I finally decided to try the disk in another usb enclosure, and it started working immediately. It turns out I was trying to use a SATA M.2 disk in a enclosure meant for NVMe SSD enclosures. While they looked the same, the functionalities were different and not interchangeable.

So the lesson is that you need to make sure you have the right kind of enclosure depending on if your disk is a SATA M.2 or NVMe M.2 SSD disk.

SATA M.2: These SSDs use the Serial ATA (SATA) interface protocol, which is the same interface used by traditional 2.5-inch SATA SSDs and hard drives. They typically have slower transfer speeds compared to NVMe SSDs, but are still much faster than traditional hard drives.

NVMe SSD: NVMe stands for Non-Volatile Memory Express. This is a newer interface protocol designed specifically for SSDs to take advantage of the high-speed PCIe bus.

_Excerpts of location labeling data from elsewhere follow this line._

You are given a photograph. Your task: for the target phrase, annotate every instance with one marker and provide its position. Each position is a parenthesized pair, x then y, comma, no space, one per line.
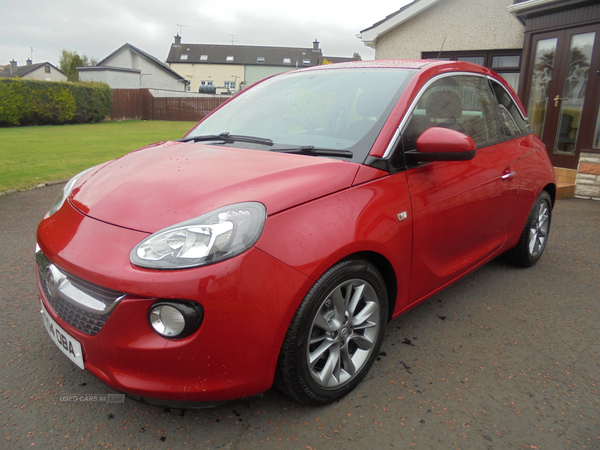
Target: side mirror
(443,144)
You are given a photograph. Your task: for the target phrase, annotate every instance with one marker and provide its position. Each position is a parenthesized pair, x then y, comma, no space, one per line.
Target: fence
(141,104)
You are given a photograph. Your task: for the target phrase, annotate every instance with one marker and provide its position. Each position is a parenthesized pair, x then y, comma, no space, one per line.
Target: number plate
(64,342)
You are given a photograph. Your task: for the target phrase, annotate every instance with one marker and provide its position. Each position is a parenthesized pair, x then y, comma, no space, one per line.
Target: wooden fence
(141,104)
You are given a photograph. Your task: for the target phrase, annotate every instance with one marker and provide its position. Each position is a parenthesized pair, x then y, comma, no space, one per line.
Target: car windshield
(332,112)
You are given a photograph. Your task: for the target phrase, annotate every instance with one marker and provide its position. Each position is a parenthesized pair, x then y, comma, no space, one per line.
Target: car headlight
(210,238)
(65,192)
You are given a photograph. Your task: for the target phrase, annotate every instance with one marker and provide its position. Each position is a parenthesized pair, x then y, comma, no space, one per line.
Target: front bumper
(248,304)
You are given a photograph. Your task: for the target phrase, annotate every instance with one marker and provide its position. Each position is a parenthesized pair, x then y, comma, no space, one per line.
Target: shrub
(32,102)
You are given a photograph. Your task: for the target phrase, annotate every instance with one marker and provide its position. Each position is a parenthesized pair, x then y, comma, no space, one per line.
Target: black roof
(243,55)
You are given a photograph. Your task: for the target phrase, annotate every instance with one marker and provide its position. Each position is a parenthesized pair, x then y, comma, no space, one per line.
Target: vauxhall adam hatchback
(275,241)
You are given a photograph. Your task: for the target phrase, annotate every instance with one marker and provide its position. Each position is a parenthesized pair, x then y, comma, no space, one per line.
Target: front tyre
(535,234)
(335,335)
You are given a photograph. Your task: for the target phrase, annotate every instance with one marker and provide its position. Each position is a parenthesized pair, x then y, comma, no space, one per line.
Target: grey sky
(98,27)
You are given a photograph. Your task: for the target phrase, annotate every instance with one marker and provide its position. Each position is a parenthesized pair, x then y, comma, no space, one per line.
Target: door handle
(556,99)
(508,174)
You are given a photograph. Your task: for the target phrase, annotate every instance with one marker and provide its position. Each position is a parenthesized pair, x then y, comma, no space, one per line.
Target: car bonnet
(164,184)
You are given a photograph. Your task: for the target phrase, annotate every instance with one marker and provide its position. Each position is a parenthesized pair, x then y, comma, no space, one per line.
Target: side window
(462,103)
(511,121)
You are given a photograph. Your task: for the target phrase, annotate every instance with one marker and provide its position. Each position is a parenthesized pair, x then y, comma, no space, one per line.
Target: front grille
(68,309)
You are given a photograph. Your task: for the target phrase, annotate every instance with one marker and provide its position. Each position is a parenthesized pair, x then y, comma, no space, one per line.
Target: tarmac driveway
(505,358)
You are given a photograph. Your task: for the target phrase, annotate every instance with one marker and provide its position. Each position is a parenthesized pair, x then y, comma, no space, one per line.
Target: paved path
(505,359)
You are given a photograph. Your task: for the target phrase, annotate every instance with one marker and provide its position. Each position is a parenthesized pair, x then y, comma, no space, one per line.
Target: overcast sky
(98,27)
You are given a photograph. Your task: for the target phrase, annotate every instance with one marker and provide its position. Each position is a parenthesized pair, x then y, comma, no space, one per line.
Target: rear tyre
(335,335)
(535,234)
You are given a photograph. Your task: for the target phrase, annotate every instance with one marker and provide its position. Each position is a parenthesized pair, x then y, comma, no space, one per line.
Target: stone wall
(588,177)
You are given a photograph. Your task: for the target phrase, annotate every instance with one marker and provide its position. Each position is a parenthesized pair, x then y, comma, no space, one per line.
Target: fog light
(175,319)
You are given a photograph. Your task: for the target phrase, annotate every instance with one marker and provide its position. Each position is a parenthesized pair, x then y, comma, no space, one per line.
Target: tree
(69,61)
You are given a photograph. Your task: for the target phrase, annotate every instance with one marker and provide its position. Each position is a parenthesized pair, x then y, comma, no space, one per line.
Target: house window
(473,59)
(507,63)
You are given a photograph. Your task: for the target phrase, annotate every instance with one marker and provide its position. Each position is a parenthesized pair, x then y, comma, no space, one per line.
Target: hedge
(33,102)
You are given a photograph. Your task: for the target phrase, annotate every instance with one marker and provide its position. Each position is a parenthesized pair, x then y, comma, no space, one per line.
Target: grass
(33,155)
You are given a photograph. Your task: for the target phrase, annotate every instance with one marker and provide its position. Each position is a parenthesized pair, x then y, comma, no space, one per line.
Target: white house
(131,68)
(40,71)
(482,31)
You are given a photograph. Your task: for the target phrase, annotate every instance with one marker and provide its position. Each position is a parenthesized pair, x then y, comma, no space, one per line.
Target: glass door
(562,101)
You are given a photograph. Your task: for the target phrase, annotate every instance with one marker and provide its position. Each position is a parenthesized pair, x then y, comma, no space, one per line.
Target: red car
(275,241)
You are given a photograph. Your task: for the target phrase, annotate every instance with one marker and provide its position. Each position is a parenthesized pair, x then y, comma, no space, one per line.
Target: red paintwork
(320,210)
(179,182)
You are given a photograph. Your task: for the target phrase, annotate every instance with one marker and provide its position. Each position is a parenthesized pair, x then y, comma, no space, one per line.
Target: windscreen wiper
(226,137)
(311,150)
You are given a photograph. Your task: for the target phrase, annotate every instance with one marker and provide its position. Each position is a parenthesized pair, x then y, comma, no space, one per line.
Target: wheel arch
(551,190)
(389,276)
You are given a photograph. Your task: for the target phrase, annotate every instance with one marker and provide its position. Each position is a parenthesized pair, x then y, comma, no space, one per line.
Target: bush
(32,102)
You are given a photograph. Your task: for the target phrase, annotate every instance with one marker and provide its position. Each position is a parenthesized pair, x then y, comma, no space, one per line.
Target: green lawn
(34,155)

NVMe SSDs offer significantly faster transfer speeds compared to SATA SSDs, making them ideal for high-performance applications and tasks that require fast data transfer rates.

Both SATA M.2 and NVMe M.2 SSDs are physically installed into the same M.2 slot inside a computer. The difference lies in how they communicate with the motherboard once installed.

The M.2 slot is a small, form-factor slot on the motherboard specifically designed to accommodate M.2 SSDs. This slot can support both SATA and NVMe M.2 SSDs, but the SSDs themselves use different interface protocols once connected.

So, regardless of whether you have a SATA M.2 SSD or an NVMe M.2 SSD, you would physically install it into the same M.2 slot on your motherboard. However, the interface protocol and speed capabilities differ between the two types of SSDs.